Systemic Risk, Crises, and Macroprudential Regulation (The MIT Press) by Peydró José-Luis & Laeven Luc & Freixas Xavier

Systemic Risk, Crises, and Macroprudential Regulation (The MIT Press) by Peydró José-Luis & Laeven Luc & Freixas Xavier

Author:Peydró, José-Luis & Laeven, Luc & Freixas, Xavier
Language: eng
Format: epub
Publisher: The MIT Press
Published: 2015-07-02T16:00:00+00:00


The One-Factor Merton Model A second point to emphasize is that if the risks of individual loans are independently distributed, the law of large numbers assures that the probability of bankruptcy tends toward zero when the number of loans tends to infinity, provided that the expected return on the loan is larger than the average cost of capital, that is, that banks are profitable ventures. This means that in such a world of independently distributed losses, the expected losses are covered by the interest rate charged on the loan.

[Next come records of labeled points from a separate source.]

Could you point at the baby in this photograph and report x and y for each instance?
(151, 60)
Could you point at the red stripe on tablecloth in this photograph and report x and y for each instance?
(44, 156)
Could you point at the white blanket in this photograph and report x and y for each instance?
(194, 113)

This academic exercise allows us to define capital as differing from provisions. Indeed risks related to the independent risks of each loan, the expected losses, should be covered by the interest rate charged on the loan and accounted for as provisions. Capital should, instead, be defined as the amount to cover unexpected correlated risks.5

The independently distributed losses case implies that any realistic model of banks’ risks should be based on common factors simultaneously affecting all loans. The Basel approach takes the simplest possible model when it postulates the existence of a single (macroeconomic) factor that, as a first approximation, could be thought of as GDP growth. This is the rationale for having banks’ capital requirements that constitutes a buffer against the risk in this single systemic factor and is different from provisions.

In a world of specialized banks there is no unique measure of risk for each asset, as the portfolios the banks hold are different and have sector-specific risk. The risk of a specific Irish mortgage for an Irish bank that has 60 percent of its portfolio invested in this type of loan is therefore higher than for a German bank that has 2 percent of its portfolio invested in Irish mortgages. So the single-factor model cannot take this feature into account. Finally, notice that the single-factor model is an approximation. If there were several macroeconomic factors, the risk weights for each financial product would depend on the proportion of the different macroeconomic factors a bank portfolio embodies (Gordy 2003).